• Vita

    Eva Kocher has been a professor of civil and labour law at the Faculty of Law at the European University Viadrina in Frankfurt (Oder), Germany, since 2009. After studying in Tübingen and Hamburg, she completed her legal education by passing the second state examination in Hamburg in 1996. Her PhD (1994) analysed German legislation on the co-determination of works councils in matters of organisational restructuring. Her habilitation thesis (2004) compared German and English civil procedure in consumer law matters.

    Her research – situated at the Centre for Interdisciplinary Labour Law Research (C*LLaS) – is characterised by interdisciplinary and feminist approaches. In recent years, she has focused on legal issues relating to collective labour law, anti-discrimination law, digital labour platforms, social standards and supply chain regulation, and care work in labour law. She has a particular interest in questions of methodology. Mentoring young career scholars and supervising PhD students are central to her approach to academic work.
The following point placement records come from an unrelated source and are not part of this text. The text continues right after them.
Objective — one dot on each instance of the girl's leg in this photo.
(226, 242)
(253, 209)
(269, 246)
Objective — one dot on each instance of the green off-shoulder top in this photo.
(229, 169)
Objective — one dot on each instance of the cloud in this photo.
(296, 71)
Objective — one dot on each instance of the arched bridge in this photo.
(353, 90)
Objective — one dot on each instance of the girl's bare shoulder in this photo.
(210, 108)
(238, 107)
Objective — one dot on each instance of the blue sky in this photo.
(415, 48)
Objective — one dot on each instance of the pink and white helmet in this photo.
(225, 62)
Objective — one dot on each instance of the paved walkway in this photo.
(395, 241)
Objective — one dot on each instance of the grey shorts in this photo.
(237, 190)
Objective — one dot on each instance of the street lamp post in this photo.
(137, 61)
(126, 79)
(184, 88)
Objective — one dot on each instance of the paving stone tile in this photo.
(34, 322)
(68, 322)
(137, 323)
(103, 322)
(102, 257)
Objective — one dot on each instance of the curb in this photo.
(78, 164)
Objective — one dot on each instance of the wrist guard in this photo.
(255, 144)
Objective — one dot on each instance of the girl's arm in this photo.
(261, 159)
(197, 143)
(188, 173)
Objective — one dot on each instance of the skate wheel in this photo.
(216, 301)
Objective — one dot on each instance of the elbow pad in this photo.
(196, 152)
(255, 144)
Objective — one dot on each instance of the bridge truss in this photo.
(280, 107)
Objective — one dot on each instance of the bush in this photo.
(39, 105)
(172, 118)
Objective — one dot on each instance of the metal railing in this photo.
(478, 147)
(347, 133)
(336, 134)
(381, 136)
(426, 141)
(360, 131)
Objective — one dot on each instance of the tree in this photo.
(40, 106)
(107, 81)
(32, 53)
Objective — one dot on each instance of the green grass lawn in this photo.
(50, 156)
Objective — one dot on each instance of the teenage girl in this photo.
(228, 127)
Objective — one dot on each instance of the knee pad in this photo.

    She has held various administrative roles at her university, including dean, vice-president for studies and teaching, and acting president, and sits on the law review board of the German Research Foundation (DFG). She is also the chair of the 'Gesellschaft für Recht und Gesellschaft' (German Law and Society Association).

  • Forschungsprojekt

    Anti-discrimination law as critique of routines of normality

    The standard employment relationship — defined as a permanent, full-time position within a single organisation — is a normative concept that shaped labour law during the Fordist era, and continues to do so to this day. In fact, this concept renders invisible and marginalises (others) the private care work performed within families and communities. At the same time, labour law has also provided instruments designed to counteract some of the notions of normality represented by the standard employment relationship. For example, there are rights that are supposed to enable the compatibility of family and professional work, such as the right to flexible working hours.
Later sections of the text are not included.